Daniel KirschAnalyst and co-founder, Techstrong Research

"I don't know how much traction Sigstore has gotten so far, and whether it has the same buy-in as other projects Red Hat is working on," Kirsch said.

So far, Sigstore has been the focus of market buzz since it became part of the Open Source Security Foundation last year and was adopted by the Kubernetes upstream community for software supply chain security as of this month's Kubernetes version 1.24.

"It's not just about whether the tech is viable," Kirsch added. "It's also about who's using it and whether it's helping other Red Hat customers have success with security audits and other compelling use cases -- to get buy-in, they're going to have to show the business results."

Red Hat Summit 2022
Red Hat Summit 2022 included several OpenShift product announcements, including new DevSecOps support.

Common customers set up clash of DevOps titans

Ultimately, the DevOps platform strategy for large enterprise customers between increasingly overlapping incumbent vendors will likely also depend more on business factors than technical comparisons.

Health insurer Blue Shield of California (BSC), for example, presented at the Red Hat Summit this week about its work since early 2020 with Red Hat's Open Transformation Consulting Practice to migrate from a vSphere VM-based IT infrastructure and DevOps pipeline to a container-based one.

While Red Hat offers tools for every stage of this process, Blue Shield has kept its Jenkins-based continuous integration and third-party container security tools such as Anchore and SonarQube.

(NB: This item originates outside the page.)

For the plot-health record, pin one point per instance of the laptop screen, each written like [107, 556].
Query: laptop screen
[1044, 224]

Jenkins commercial backer CloudBees could also potentially add its DevOps platform products to the mix, but in the end, BSC's longstanding relationship with IBM pushed it toward OpenShift.

"We were initially looking at IBM Cloud Private, but IBM was buying Red Hat at the time and told us to hold off on it," said Ty Lim, team lead for infrastructure architecture at BSC.

The now-discontinued IBM product "was more of a wrapper around Kubernetes, but without the 'batteries included but optional' [flexibility] we got with OpenShift," Lim said.

He credited Red Hat professional services for helping his team integrate tools from outside the OpenShift platform in his environment. In the future, Lim said he remains open to considering Red Hat OpenShift Advanced Cluster Management to orchestrate multiple Kubernetes clusters and Advanced Cluster Security to secure running containers in production.

In the meantime, two years on, the transformation of hundreds of application services within BSC remains a work in progress at least as complex as the DevOps platform vendor landscape that surrounds it, Lim said. BSC is preparing to go live with Kubernetes in production this month, but the company's containerized pipelines and infrastructure will run parallel to VM-based versions during this transition, which is expected to last well into 2023.

"We had to build the infrastructure, but also create a trusted software supply chain, move to a platform model and get developers situated in the OpenShift ecosystem and building apps for containers," Lim said. "Moving to containers isn't just lift-and-shift."